Obama earlier today authorized as many as 1,500 additional U.S. troops to join the 1,600 previously approved to deploy to Iraq, while also letting troops there to venture beyond headquarters bases already established in Baghdad and Erbil.
McDonough spoke three days after Obama’s Republican opponents swept midterm congressional elections to take control of the U.S. Senate and expand the party’s majority in the House. He said there wouldn’t be a shake-up of White House personnel.
“I don’t see anything like that on the horizon,” McDonough said.
Previous presidents have sometimes responded to election losses by firing prominent members of their teams. President George W. Bush dismissed Defense Secretary Donald Rumsfeld after a rout in 2006 midterms. Presidents Bill Clinton and Ronald Reagan responded to midterm election losses in 1994 and 1986 by hiring new chiefs of staff.
In a meeting Obama had today with congressional leaders from both parties, the expanded troop authorization in Iraq and an accompanying request for additional funding were “received pretty positively,” McDonough said.
The two-hour meeting, held over a lunch of sea bass and grilled vegetables in the White House’s formal Old Family Dining Room was a “very substantive” and “good, candid conversation,” McDonough said.
The president and congressional leaders focused on agenda items they could accomplish in the lame-duck Congress this year, including funding to fight the Ebola virus, McDonough said. House Republicans said they would begin work on resolution authorizing military force in Iraq, though didn’t promise a vote by the end of the year, he said.
While the two sides clashed on Obama’s plans to take executive action on immigration by the end of the year, Obama didn’t back down, McDonough said.
The president hopes the order will be “a catalyst” for Republicans to act, McDonough said, adding that it would “be a shame” if Republicans don’t pass immigration legislation.
As a Nov. 24 deadline nears for negotiations with Iran over its pursuit of a nuclear capability, the U.S and Iran “are still pretty far apart on some key questions,” he said.
“I’m not going to be optimistic or pessimistic.
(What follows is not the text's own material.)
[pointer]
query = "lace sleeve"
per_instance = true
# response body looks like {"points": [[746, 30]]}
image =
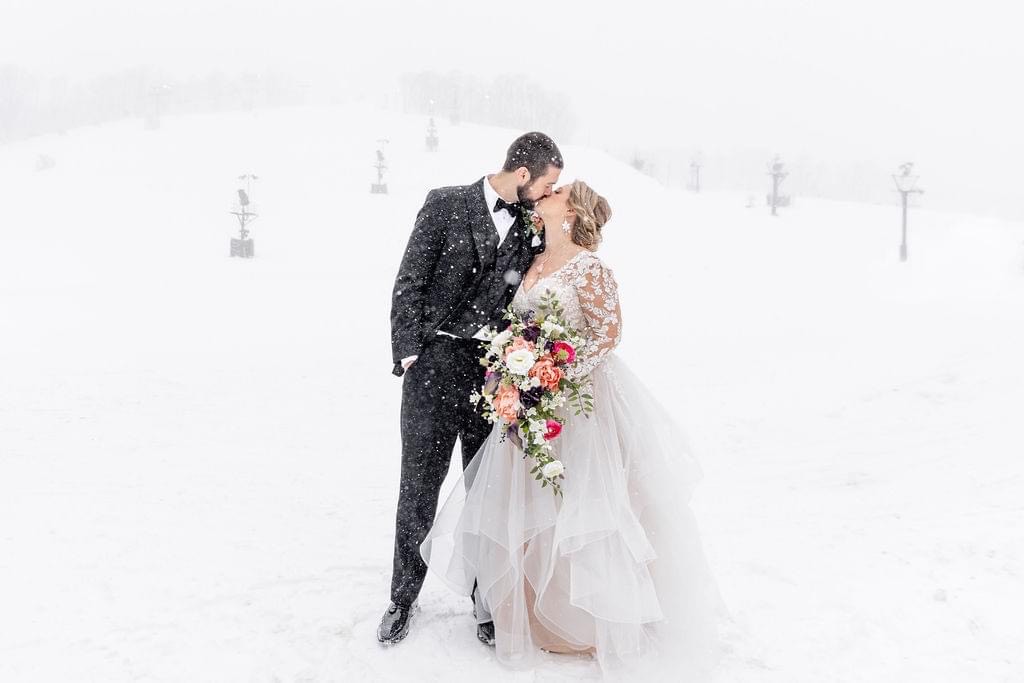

I’m very realistic about this,” he said. “Deadlines have a way of focusing one’s mind, and we hope that’s what this deadline does.”
Should the U.S. and Iran reach an agreement, Congress would ultimately have to act to lift sanctions as Iranians’ compliance is verified. But, he said, “the sequence of those actions” remains a part of the talks.
Excerpts of the interview will air this evening on “Charlie Rose: The Week” on PBS stations; the full interview airs on Charlie Rose later tonight on PBS and will be rebroadcast on Bloomberg Television.